Das Universalgenie Leonardo da Vinci
Künstler-Geburtstagskind im Monat April
„Er glich einem Menschen, der in der Finsternis zu früh erwacht war, während die anderen noch alle schliefen.“ So schrieb Sigmund Freud in seinem Büchlein Eine Kindheitserinnerung des Leonardo da Vinci (1910)
Welcher Künstler, wenn nicht Leonardo da Vinci, könnte die Zeit der Renaissance besser verkörpern? Die Renaissance (ab 1400 in Italien) gilt als die Zeit des Wiederauflebens der Werte der griechisch-römischen Antike und steht für eine neue philosophische Weltanschauung. Die Zeit des düsteren Mittelalters ist zu Ende, die Neuzeit bricht an – die Wissenschaft, die Kunst, die Literatur und die Architektur gehen neue Wege. Der Einfluss und die Macht der Kirche wird weniger, der menschliche Verstand, die Würde des Menschen und die Bildung rücken in den Vordergrund.
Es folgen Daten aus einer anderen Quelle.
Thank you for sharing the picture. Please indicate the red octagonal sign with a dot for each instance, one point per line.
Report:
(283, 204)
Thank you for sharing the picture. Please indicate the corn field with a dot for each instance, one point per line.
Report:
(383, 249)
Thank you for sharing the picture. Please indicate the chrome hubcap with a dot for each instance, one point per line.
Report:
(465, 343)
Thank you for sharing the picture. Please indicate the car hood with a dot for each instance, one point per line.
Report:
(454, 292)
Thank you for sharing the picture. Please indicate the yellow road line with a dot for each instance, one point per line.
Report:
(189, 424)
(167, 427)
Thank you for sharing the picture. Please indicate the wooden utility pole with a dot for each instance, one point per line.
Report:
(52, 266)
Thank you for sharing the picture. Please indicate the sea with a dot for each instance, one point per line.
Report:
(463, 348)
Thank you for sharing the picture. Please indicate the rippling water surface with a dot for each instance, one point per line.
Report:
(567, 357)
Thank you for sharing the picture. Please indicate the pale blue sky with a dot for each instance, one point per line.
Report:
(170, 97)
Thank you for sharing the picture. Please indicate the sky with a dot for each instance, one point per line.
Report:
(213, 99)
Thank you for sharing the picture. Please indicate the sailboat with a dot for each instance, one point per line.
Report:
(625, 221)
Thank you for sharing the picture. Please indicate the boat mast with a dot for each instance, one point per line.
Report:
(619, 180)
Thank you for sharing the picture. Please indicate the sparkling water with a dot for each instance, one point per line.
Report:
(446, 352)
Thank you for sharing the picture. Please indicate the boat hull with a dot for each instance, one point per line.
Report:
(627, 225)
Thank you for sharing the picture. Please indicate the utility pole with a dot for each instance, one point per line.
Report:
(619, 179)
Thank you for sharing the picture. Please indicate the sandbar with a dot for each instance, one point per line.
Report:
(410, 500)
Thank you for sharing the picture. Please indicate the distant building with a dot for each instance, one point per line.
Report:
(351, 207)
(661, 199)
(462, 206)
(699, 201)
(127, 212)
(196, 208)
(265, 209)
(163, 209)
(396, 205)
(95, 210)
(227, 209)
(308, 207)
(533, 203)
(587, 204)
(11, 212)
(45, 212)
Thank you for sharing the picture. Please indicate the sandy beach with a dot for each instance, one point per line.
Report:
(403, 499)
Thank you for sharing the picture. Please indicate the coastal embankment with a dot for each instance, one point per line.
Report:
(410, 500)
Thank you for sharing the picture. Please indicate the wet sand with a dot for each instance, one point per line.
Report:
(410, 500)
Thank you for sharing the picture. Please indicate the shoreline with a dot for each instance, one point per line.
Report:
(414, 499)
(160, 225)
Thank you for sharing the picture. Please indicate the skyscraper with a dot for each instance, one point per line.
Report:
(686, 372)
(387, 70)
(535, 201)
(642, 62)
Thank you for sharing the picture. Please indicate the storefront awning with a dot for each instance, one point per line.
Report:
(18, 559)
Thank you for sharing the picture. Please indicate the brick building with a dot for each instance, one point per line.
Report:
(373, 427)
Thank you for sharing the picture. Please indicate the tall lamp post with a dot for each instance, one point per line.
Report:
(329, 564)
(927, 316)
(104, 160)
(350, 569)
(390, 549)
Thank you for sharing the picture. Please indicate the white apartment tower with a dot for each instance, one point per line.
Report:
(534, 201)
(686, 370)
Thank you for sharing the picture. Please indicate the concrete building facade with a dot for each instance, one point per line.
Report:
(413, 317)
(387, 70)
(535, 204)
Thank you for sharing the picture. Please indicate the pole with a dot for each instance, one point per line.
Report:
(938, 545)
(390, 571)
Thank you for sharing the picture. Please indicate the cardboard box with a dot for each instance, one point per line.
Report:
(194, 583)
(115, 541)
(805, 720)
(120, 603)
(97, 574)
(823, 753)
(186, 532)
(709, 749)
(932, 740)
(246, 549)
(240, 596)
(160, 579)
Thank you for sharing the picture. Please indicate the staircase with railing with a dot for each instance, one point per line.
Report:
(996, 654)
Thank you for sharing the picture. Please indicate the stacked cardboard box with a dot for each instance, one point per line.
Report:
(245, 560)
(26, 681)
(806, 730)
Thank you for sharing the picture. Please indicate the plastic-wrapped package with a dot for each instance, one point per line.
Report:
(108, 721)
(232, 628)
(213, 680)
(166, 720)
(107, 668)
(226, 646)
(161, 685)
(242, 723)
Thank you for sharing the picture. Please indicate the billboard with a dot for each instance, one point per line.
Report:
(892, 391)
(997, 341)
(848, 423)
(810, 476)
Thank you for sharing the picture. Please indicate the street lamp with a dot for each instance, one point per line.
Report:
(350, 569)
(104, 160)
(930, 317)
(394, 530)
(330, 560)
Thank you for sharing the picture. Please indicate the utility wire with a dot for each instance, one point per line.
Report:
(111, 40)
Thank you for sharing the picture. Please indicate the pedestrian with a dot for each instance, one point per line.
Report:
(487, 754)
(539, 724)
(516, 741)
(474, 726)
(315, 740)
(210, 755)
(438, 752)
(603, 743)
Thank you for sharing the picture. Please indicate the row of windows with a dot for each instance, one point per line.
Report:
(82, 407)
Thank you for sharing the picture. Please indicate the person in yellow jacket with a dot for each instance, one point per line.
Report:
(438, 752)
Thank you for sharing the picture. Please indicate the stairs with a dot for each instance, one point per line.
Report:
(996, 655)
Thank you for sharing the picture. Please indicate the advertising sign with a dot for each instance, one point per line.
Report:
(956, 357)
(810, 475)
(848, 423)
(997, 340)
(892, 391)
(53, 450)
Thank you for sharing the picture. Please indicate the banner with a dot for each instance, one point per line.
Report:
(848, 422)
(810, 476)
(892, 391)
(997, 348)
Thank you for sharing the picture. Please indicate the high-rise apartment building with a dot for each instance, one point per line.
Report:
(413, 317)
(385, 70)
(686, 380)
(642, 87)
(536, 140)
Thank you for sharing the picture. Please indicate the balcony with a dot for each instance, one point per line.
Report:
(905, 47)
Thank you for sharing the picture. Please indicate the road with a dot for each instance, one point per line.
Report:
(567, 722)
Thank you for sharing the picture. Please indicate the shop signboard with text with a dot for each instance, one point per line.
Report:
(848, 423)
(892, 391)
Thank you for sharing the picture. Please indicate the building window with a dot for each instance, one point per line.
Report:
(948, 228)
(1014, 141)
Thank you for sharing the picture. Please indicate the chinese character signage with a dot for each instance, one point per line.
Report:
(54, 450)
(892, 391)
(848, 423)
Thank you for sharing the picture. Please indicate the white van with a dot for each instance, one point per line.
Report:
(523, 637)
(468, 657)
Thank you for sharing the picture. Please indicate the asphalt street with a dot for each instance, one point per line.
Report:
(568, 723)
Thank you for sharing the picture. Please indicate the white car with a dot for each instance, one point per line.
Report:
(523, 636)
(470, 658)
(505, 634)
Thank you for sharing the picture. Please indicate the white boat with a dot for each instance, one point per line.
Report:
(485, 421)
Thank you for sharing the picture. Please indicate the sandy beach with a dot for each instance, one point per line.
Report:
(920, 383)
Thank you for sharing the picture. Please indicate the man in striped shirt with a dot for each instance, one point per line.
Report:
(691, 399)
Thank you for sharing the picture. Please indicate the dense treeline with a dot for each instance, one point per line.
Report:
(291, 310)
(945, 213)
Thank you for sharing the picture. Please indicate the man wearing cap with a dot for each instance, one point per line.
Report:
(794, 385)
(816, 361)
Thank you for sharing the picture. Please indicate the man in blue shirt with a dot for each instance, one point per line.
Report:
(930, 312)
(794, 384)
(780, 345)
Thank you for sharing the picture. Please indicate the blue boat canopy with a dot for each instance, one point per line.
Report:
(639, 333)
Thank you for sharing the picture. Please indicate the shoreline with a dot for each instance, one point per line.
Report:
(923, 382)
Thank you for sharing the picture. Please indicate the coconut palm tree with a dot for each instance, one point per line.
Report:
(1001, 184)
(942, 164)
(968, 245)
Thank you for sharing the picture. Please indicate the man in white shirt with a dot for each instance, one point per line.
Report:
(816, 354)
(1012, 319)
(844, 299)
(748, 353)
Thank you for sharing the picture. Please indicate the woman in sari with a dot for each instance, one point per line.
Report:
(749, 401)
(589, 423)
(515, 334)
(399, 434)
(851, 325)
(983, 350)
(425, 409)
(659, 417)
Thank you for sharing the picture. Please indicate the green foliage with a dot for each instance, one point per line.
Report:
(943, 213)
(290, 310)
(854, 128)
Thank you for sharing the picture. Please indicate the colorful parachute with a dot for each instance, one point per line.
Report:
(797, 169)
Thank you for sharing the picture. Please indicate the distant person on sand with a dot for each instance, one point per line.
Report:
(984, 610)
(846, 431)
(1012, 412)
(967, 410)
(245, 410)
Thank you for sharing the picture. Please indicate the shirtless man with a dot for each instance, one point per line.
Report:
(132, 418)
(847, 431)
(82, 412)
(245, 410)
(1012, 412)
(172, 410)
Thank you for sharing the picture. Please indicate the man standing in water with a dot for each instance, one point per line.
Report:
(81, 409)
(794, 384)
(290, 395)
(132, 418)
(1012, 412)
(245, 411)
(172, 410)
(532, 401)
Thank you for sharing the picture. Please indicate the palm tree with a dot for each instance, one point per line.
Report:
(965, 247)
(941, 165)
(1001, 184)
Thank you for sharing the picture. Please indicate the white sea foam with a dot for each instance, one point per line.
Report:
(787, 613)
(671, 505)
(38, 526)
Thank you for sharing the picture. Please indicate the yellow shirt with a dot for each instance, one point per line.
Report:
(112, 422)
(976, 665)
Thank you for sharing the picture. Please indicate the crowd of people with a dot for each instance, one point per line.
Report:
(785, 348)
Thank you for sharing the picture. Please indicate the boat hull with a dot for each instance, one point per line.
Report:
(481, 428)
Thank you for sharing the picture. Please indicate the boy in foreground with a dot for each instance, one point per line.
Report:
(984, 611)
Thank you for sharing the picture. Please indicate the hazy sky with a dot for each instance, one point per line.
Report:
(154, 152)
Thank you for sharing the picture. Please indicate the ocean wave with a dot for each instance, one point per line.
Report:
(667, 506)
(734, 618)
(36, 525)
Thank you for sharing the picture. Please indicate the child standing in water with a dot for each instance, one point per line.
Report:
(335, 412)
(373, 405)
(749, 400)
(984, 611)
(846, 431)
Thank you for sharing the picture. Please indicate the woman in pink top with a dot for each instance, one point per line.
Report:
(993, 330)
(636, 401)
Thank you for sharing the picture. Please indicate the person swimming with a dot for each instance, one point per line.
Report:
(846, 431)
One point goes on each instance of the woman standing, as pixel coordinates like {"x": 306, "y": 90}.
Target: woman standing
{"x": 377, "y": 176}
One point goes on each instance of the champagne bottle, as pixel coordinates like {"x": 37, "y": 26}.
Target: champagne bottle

In dieser Zeit der Umbrüche lebte Leonardo da Vinci, geboren am 15. April 1452 in Anchiano bei Vinci nahe Florenz. Er gilt zurecht als einer der bedeutendsten Universalgelehrten aller Zeiten: er war Maler, Architekt, Naturphilosoph und Mathematiker. Er forschte in der Anatomie, Statik und Mechanik, war Ingenieur, Erfinder und Schriftsteller.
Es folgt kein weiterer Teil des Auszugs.